The point here is simple: Someone got away with murder in the Case of Eddie Gaedel and that’s too bad.

The Ballad of Eddie Gaedel.

April 24, 2010

Eddie Gaedel, At Bat for the Browns Against Bob Cain of the Tigers, Sportsman's Park, St. Louis, August 19, 1951. The Catcher is Bob Swift; the Umpire is Ed Hurly.

It was a one-time practical joke and publicity stunt from the ever-mischievous-making mind of Browns owner Bill Veeck, but it looms in baseball history as big or bigger than Babe Ruth calling his home run shot in the 1932 World Series because of its shock value to the usual baseball norm and the picture that resides here with this article.

Frank Saucier, 1950.

Midgets simply don’t play major league baseball, except for this one incident of contractually legal entry into a game as a first inning pinch hitter by Eddie Gaedel, batting for the Browns’ rookie leadoff man and center fielder, Frank Saucier. Many say the episode ruined Frank Saucier for major league ball. He had led the Texas League in 1950 with a .343 batting average for the playoff champion 1950 San Antonio Missions, but he was gone from baseball after the Gaedel stunt due to the ego blow he suffered deeply on that fateful day in Sportsman’s Park, August 19, 1951. No matter how Bill Veeck and the Browns explained it later to Saucier, he apparently took it personally. After a 1 for 14 times at bat experience in 18 games for the 1951 Browns, Frank Saucier left baseball for good at season’s end. That .071 final batting average for season in limited action may have helped him close the door.

At any rate, little 3’7″ Eddie Gaedel finished his one time at bat history in the big leagues with a walk to first on four pitches from Detroit Tiger pitcher Bob Cain and then trotted down to first and into the history books. Gaedel supposedly batted under threat from owner Bill Veeck: “I’ll be on the roof with a rifle. If you take one swing, I’ll shoot you dead.”

Once he reached first, Browns manager sent outfielder Jim Delsing out to pinch run. “My surprise came after I reached the bag to take over for Gaedel,” the late Delsing once told me.  “Before Gaedel left the field, he patted me on the butt and wished me luck.”

Well, the Browns went on to eventually lose this game by a score of 6-2, but they imbedded the idea of this possibility coming up again into the minds of a baseball nation. the fantasy was short-lived. Baseball quickly acted to ban midgets and dwarfs from playing big league ball. We can’t be sure how that kind of ruling would fly in the 21st century. There are a lot of people out there now looking after the rights of vertically challenged people. All we need now is for one very short Mickey Mantle type to come screaming onto the scene, demanding the restoration of opportunity. I’d be all for him or her.

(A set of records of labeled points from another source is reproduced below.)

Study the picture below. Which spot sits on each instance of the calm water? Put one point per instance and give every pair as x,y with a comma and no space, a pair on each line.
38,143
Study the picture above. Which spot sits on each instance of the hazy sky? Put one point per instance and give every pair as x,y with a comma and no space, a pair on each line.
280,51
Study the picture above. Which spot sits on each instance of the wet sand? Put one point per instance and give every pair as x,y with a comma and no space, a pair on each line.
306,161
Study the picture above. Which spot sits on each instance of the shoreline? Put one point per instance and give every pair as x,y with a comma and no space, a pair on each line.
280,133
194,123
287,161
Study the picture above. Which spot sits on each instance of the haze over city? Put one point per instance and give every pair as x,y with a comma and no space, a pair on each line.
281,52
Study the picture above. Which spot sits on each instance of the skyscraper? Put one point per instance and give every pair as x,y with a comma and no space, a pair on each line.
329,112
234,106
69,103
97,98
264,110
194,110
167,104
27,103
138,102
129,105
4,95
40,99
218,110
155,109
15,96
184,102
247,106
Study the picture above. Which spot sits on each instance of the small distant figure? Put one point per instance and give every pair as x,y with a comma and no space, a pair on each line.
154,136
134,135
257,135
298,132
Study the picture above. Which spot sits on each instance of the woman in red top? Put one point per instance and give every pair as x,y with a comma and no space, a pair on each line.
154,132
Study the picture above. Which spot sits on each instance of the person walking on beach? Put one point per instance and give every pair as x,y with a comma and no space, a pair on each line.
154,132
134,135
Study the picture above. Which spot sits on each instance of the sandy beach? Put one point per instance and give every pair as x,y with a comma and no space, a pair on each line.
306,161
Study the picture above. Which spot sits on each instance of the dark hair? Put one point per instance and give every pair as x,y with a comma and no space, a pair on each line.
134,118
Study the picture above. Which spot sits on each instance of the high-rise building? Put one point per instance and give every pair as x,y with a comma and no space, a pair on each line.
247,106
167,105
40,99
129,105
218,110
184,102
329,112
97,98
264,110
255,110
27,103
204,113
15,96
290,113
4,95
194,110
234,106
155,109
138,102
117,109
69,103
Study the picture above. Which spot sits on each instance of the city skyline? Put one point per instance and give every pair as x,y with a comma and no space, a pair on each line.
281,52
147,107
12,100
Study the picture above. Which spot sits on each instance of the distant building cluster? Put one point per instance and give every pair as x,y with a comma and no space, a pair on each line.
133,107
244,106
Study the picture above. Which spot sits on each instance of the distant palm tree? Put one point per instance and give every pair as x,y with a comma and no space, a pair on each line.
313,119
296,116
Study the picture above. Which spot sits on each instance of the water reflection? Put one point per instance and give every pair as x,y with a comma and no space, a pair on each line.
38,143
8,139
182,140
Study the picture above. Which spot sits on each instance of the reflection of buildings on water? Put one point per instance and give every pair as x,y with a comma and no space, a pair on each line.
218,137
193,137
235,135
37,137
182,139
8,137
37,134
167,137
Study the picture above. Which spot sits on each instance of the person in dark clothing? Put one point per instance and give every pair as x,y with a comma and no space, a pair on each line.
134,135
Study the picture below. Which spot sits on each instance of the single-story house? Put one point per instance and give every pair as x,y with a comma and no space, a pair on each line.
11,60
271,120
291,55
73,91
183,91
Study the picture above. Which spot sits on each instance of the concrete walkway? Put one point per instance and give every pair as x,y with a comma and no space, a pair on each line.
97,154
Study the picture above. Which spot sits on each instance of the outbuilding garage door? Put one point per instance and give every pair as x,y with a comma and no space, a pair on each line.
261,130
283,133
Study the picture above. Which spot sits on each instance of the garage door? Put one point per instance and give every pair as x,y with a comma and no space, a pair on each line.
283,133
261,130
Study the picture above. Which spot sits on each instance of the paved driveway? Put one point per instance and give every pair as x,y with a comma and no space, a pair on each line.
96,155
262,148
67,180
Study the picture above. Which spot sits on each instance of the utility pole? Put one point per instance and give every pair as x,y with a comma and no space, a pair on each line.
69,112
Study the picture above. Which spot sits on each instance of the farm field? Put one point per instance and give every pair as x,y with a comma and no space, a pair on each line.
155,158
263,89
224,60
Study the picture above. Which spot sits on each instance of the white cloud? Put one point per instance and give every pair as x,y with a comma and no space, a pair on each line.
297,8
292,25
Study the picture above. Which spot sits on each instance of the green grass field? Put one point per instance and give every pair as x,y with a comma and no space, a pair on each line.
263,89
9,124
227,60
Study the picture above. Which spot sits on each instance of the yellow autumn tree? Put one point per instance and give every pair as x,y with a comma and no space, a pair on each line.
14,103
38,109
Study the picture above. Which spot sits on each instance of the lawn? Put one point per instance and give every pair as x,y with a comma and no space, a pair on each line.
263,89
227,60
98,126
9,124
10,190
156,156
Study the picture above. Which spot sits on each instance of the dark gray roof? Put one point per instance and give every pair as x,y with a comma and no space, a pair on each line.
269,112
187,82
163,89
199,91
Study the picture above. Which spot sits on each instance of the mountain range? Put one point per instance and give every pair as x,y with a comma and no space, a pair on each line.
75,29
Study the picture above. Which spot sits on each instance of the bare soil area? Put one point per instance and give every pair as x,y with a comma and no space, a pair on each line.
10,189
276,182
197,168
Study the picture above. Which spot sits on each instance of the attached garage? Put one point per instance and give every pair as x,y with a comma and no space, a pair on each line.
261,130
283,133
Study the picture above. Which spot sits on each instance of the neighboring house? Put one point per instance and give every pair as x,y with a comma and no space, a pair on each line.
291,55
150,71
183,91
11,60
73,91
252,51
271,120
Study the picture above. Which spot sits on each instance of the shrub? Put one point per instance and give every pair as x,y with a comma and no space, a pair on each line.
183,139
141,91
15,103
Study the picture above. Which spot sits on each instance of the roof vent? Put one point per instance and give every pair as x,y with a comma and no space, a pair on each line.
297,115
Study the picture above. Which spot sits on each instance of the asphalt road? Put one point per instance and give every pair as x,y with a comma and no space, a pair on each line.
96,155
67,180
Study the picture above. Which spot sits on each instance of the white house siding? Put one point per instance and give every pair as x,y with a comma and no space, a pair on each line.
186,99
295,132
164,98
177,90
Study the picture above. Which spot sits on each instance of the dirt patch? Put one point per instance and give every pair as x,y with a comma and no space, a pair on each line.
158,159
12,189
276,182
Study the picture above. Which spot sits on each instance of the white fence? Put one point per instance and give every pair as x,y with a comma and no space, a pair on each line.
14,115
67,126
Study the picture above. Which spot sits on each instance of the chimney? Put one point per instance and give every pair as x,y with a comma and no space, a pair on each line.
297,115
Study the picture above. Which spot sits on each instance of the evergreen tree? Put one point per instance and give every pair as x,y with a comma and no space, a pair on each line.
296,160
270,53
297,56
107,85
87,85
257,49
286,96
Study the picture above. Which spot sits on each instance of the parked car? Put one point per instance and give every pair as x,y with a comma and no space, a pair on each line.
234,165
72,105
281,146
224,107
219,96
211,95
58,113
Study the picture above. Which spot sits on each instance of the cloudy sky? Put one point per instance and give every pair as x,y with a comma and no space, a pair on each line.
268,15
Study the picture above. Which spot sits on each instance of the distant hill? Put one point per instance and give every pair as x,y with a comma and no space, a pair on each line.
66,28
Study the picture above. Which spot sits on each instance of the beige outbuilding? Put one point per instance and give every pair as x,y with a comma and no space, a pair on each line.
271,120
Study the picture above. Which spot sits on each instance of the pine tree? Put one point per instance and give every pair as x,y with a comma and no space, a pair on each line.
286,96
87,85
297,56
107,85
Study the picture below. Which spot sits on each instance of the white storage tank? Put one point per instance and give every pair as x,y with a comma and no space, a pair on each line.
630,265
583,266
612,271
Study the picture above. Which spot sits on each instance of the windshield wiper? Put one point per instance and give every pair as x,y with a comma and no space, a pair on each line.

In the meanwhile, I’ll close here with a little tribute parody I wrote a few years back to honor the memory of Veeck’s man back in 1951. “The Ballad of Eddie Gaedel” is sung to the tune of “Rudolph the Red-Nosed Reindeer” and it is intended as a tribute to one of the few men in history who ever retired from baseball with a perfect one base percentage of 1.000.

The Ballad of Eddie Gaedel
(All verse stanzas are in regular shade type and are sung to the main tune of “Rudolph, The Red-Nosed Reindeer.” The two chorus stanzas, shown in bold type, are sung to the chorus tune from “Rudolph” that goes with “Then one foggy Christmas Eve, Santa came to say, etc.”)

by Bill McCurdy, 1999.

Bill Veeck, the Brownie owner,
Wore some very shiny clothes!
And if you saw his sport shirt,
You would even say, “It glows!”

All of the other owners,
Used to laugh and call him names!
They wouldn’t let poor Bill Veeck,
Join in any owner games!

(chorus)
Then one humid summer day,
Bill Veeck had to – fidget!
Got an idea that stirred his soul,
He decided to sign a – midget!

His name was Eddie Gae-del,
He was only three feet tall!
He never played much baseball,
He was always just too small!

(chorus)
Then one day in Sportsman’s Park,
Eddie went to bat!
Took four balls and walked to first,
Then retired – just-like-that!

Oh, how the purists hated,
Adding little Eddie’s name,
To the big book of records,
“Gaedel” bore a blush of shame!

Now when you look up records,
Look up Eddie’s O.B.P.!
It reads a cool One Thousand,
Safe for all eternity.

"Have a Nice Weekend, Everybody!" - Eddie Gaedel.